Sunday, February 3, 2008

Life Changes

One of the most vivid memories I have of my grandmother is the final salvo in her war against squirrels. An avid birdwatcher, she had for years sought the perfect way to feed birds without fattening the local squirrels. When standalone birdfeeders didn’t work she’d suspended them from fishing line strung some thirty feet between neighboring trees. She would periodically trap squirrels and release them miles away. “They’re like dogs,” she’d explained to me when they’d invariably resume the onslaught, “they know where home is.” Convinced she recognized several that had found their way back to the promised land, she had my grandfather drown one unlucky rodent in some kind of bizarre statement. Nothing worked.
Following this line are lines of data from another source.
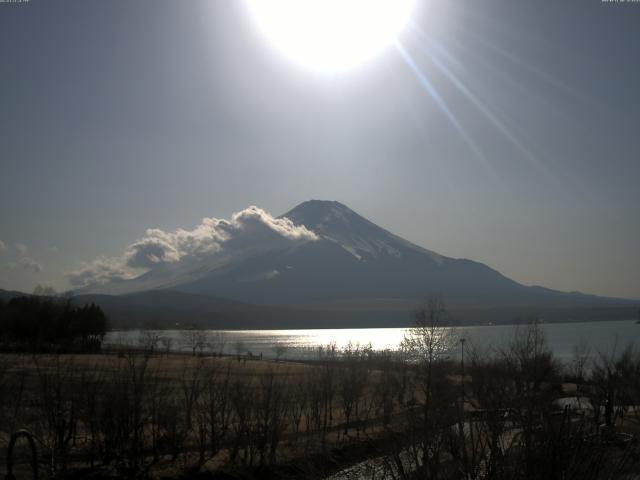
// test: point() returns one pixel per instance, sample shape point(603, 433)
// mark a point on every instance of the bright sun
point(331, 35)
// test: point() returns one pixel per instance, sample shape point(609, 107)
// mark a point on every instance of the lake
point(562, 337)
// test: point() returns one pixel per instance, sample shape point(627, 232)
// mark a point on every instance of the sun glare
point(331, 35)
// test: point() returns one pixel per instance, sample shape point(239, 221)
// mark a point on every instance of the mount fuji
point(351, 265)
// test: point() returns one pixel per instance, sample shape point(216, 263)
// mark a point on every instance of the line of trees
point(40, 324)
point(423, 412)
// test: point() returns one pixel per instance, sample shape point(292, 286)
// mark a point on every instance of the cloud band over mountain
point(249, 228)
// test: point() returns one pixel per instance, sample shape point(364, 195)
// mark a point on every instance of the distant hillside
point(350, 262)
point(170, 309)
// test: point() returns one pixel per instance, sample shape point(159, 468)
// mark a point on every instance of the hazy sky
point(118, 116)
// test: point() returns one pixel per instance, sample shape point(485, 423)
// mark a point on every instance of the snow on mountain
point(363, 239)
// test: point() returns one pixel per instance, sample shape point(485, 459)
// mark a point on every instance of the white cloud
point(249, 228)
point(100, 271)
point(29, 263)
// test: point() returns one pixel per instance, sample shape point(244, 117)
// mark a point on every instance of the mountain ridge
point(349, 260)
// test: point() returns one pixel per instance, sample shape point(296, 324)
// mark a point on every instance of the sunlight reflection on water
point(562, 337)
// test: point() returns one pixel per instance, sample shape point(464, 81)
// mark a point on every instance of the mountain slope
point(350, 265)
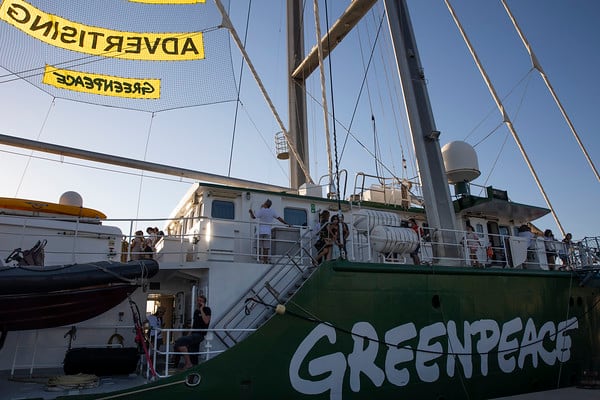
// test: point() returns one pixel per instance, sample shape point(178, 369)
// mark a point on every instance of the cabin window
point(223, 209)
point(295, 216)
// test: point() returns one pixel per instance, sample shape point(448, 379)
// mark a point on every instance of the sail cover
point(149, 55)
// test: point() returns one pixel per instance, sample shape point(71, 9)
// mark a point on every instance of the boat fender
point(193, 380)
point(280, 309)
point(116, 337)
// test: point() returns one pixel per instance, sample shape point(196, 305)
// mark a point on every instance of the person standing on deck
point(265, 215)
point(156, 324)
point(412, 224)
point(201, 320)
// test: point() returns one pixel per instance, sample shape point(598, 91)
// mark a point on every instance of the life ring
point(51, 208)
point(116, 337)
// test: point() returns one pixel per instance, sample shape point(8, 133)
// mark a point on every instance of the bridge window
point(295, 216)
point(222, 209)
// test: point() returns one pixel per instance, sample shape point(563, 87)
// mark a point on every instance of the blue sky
point(564, 35)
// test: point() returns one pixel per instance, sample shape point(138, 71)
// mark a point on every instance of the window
point(295, 216)
point(479, 228)
point(223, 209)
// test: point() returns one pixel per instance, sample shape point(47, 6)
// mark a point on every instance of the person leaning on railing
point(184, 344)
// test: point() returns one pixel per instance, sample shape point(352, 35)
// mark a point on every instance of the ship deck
point(22, 387)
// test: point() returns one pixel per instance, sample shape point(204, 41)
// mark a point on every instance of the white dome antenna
point(460, 161)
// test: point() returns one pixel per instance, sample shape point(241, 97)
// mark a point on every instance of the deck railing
point(210, 239)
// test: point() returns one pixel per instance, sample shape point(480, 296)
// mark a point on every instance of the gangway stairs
point(276, 286)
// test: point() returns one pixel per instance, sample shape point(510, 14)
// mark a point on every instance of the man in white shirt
point(156, 325)
point(265, 215)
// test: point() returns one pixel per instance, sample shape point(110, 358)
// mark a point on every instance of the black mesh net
point(118, 53)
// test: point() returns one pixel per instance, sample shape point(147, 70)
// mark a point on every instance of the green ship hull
point(365, 331)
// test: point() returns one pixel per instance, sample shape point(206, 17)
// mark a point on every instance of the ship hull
point(433, 333)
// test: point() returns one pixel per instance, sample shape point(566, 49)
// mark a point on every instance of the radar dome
point(460, 161)
point(71, 199)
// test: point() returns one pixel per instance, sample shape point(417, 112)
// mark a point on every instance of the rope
point(238, 102)
point(79, 381)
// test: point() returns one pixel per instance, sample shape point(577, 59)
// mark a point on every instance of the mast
point(298, 133)
point(425, 137)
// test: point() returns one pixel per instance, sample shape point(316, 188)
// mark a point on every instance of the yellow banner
point(69, 35)
point(104, 85)
point(168, 1)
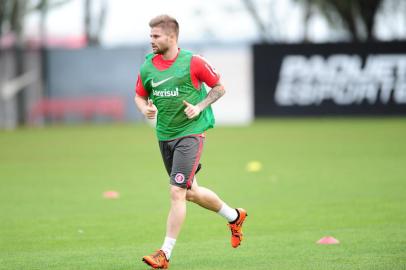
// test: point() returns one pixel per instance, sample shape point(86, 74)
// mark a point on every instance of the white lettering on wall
point(342, 79)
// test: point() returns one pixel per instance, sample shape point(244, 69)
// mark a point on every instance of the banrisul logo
point(166, 93)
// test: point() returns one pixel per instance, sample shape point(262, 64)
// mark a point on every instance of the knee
point(178, 194)
point(191, 195)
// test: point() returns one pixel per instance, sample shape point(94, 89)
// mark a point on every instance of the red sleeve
point(202, 71)
point(139, 88)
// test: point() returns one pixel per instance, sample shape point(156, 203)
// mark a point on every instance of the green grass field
point(340, 177)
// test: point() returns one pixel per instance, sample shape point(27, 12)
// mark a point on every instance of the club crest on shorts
point(179, 178)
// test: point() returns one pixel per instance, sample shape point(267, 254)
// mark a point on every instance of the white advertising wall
point(234, 64)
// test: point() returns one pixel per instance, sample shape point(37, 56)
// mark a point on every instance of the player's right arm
point(144, 105)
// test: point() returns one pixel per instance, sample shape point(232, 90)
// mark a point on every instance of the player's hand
point(191, 111)
point(150, 110)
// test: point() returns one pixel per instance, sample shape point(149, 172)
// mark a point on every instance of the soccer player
point(170, 88)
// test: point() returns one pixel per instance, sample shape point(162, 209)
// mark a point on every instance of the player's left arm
point(205, 73)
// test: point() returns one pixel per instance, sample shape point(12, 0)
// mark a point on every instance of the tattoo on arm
point(215, 93)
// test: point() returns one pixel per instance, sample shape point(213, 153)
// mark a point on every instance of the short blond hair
point(167, 23)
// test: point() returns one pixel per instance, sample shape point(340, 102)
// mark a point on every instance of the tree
point(357, 17)
point(94, 21)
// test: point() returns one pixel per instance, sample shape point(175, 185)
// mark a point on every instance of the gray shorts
point(181, 158)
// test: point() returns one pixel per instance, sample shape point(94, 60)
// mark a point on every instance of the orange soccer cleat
point(157, 260)
point(236, 228)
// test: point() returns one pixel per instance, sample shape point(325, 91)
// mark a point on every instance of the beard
point(160, 50)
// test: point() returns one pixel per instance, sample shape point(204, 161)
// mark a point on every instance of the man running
point(170, 88)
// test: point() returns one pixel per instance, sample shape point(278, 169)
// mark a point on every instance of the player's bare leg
point(204, 197)
point(210, 200)
point(176, 217)
point(177, 213)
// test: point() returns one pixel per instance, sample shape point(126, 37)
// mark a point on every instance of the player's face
point(160, 40)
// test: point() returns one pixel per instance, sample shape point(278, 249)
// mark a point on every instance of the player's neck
point(171, 53)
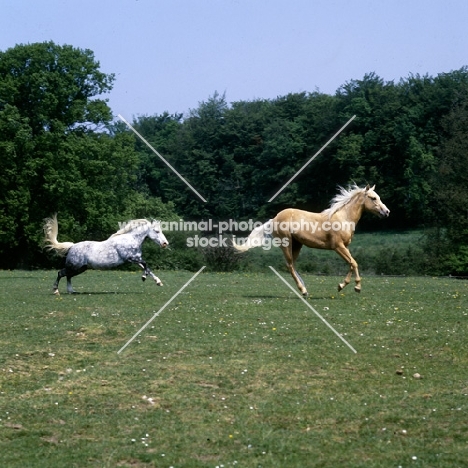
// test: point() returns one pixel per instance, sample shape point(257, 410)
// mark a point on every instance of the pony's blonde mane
point(342, 198)
point(131, 225)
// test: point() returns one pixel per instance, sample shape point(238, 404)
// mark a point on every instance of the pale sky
point(170, 55)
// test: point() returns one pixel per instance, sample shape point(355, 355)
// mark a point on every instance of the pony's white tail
point(50, 232)
point(256, 237)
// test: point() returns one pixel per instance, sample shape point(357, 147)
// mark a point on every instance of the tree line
point(62, 151)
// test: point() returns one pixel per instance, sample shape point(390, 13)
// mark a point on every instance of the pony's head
point(155, 234)
point(373, 204)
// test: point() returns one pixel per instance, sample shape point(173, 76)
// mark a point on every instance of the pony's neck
point(355, 208)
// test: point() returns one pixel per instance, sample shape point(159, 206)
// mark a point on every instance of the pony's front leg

One summer day I was playing in her backyard and heard a thump, turned and saw a squirrel in its death throes on the ground next to me. I had read about when it rained frogs in Pharaoh’s Egypt and ran for cover to the nearby porch. My grandmother was there holding what looked like an assault rifle with a small plume of smoke escaping the barrel. It was the last time she’d ever kill one; my grandfather – racked with guilt for his complicity in the squirrel drowning – intentionally misaligned the scope to save the squirrels of Billerica, Massachusetts.

Fast forward twenty-five years and I am sitting at her bedside in a hospice in south Atlanta. She is 87, has lungs riddled with pneumonia, and is 5 years into Alzheimer’s. She will die soon.

I am surprised to find her hair soft to the touch. They bathe her daily. While her skin is old and frail, her still feminine hands belie her condition. Her nails are painted and her fingers still wear the rings she’s worn for decades. It is as though the life is exiting slowly, from her body, from her lungs, from her face, until only her hands can contain it. She clasps them together on occasion and rests them on her stomach. It suggests her essence, dignified independence.

Periodically she wakes, picking at her clothing, coughing, and mumbling incoherently, sometimes managing to swallow a few ice chips before drifting away. There are moments of lucidity, but longer periods of vacant stares and labored breathing. According to the pamphlet on dying on her nightstand, she has one foot in this world and one foot in another. It makes sense.

I don’t have much experience with dying. I was surprised to learn they really don’t feed you much in hospice. The dying body doesn’t need food. They say she prefers the room quiet, so as not to distract her from the process. She is reconciling her life, filling in the blanks, and coming to terms. It is utterly human.

In a nearby room a baby is crying. The disparity between one life ending and another beginning is oddly comforting. It is good to be reminded of the cycle of things.